Dans la nuit du 3 septembre 2005, José Huenante, 16 ans, faisait la fête avec ses amis sur le côté d'une route à Puerto Montt, dans le sud du Chili. Ils buvaient de la bière et se comportaient mal. Quand une voiture de patrouille de la police est passée par là, ils l'auraient caillassée avant de fuir. 
par PEDRO CAYUQUEO

La police les a pris en chasse et a appelé en renfort 12 autres officiers. Tout le monde a échappé à l'exception de Huenante, qui a été pris et amené à bord de la voiture de patrouille No 1375. Il n'a plus jamais été revu.

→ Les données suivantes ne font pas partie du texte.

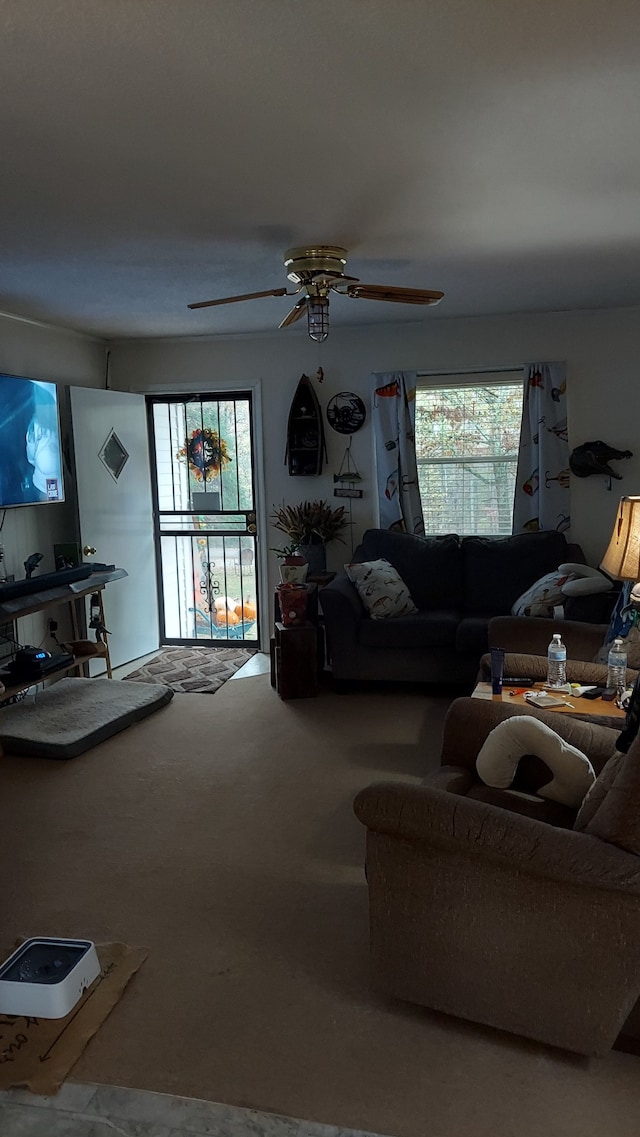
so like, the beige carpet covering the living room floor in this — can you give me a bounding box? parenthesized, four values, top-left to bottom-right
(0, 675, 640, 1137)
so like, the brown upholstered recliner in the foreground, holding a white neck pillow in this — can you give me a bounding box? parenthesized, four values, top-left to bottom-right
(355, 698, 640, 1054)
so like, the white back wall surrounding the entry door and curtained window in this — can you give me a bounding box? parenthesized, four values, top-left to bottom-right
(111, 308, 640, 579)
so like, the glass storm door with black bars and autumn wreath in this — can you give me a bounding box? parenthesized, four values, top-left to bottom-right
(148, 392, 259, 647)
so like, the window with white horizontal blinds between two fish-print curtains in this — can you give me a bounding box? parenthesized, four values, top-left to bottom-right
(416, 371, 524, 537)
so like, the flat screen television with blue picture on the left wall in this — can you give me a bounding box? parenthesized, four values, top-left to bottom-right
(0, 372, 65, 509)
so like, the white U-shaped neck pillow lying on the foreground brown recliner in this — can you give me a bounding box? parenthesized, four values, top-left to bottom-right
(475, 715, 596, 810)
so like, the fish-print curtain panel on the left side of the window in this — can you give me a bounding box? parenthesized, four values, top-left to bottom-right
(372, 371, 424, 534)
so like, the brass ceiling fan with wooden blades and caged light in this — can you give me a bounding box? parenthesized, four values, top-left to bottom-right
(188, 244, 444, 342)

Une enquête sur la disparition de cet adolescent a découvert des dossiers d'arrestation falsifiés, des intimidations de sa famille par la police et une montagne de mensonges rapportés des officiers qui l'avait arrêté. Onze ans après la disparition de Huenante, l'enquête est toujours en cours, aucune personne n'a été punie et les policiers impliqués dans l'arrestation continuent à travailler normalement.

Cette première disparition forcée du Chili depuis la fin de la dictature de Pinochet qui concerne un Mapuche aurait pu être une simple coïncidence, mais ce n'était pas une surprise. Pour le journaliste Mapuche, Pedro Cayuqueo, elle n'était qu'un cas parmi tant d'autres.